Friday, October 29, 2010

i failed a performance test in health skills today.
why is it every time i fail everything in me just screams to give up? why am i so quick to give up?
i feel like im overwhelmed right now. i have way too much on my plate and im so tired i cant chew any of it anyway.
my heart is stirring and begging to spill itself out into a poem too... but i just cant seem to create the words with my heart like i used to be able to.
the good thing about me being so stubborn, is that even when my heart breaks it just strengthens my resistance. i refuse to bow to circumstances. i will overcome. and i guess thats the first step to overcoming - knowing i can.

Monday, October 25, 2010

i've been struggling so much with my confidence lately. things i have never been self conscious about have been areas ive seen and started hating lately.
yesterday at work i was singing to myself while i worked. some lady told me i had a beautiful voice and to never stop singing.
moments like that make me believe dreams come true :)

Sunday, October 24, 2010

just in case anyone was thinking about dating someone you only see once a week or less, it sucks.
just in case anyone was thinking it was a good idea to go to work full time and school full time, its exhausting
just saying.

Friday, October 22, 2010

such a long day
and a long week for that matter
i hate it when i fail at loving
i hate failing in general, but when it has to do with my performance, it may draw tears... when it has to do with that moment where you look in someones eyes and see pain or fear, and knowing you put it there... it tears my heart in two.
i don't want t0 be the one harboring that knife inside my tongue, the one that cuts people down. i don't want to hurt precious people.
this seems to be a theme for me.
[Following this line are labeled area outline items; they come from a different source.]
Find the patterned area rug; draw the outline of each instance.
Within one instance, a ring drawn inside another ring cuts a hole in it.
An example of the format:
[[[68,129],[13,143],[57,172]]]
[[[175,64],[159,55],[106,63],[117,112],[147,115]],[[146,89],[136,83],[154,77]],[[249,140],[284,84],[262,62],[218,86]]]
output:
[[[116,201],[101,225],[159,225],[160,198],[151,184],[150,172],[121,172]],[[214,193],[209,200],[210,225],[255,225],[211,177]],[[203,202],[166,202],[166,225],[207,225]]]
THE theme. i guess of my life. that i want to be known for my love. i just have to remember that doing it perfect isnt so much the goal as doing it for real.

Thursday, October 7, 2010

there is nothing like waking up before the sun, lighting a candle, putting in my ipod, and dreaming awake for an hour.
i don't ever want to wear my faith as a title, defining myself as "a christian" and separating myself from others. let me be known for my LOVE.
i want to never forget the trials i have been through. i want to remember both how blessed i am to be spared of so much, but also the way that all my pain has been redeemed. even when it was so deep i didn't think i could bear it another second, He never left my side. and that is enough for me.
i want to thank everyone who has been there to listen, everyone who has encouraged and kept loving me throughout my trials. the smallest things - the comment here, the text message there, the hugs and laughter, they mean so much to me. these things, the demonstrations that i am loved, are the reality my emotional response to circumstance blinds me from. and when you tear that veil, if only for a moment, it makes all the difference.
i am seeing my deepest heart cry answered in the most strangely unexpected fashion. the smallest things i could brush off, but when i look around, like, REALLY look around, its like He's screaming YOU'RE NOT ALONE!!!
and i finally believe him

Wednesday, October 6, 2010

Just overwhelmed by His faithfulness.
Overcome with passion.
Feel like I can overcome any obstacle.. which is rare.
So impassioned for what lies ahead.
What a beautiful adventure I'm in the midst of.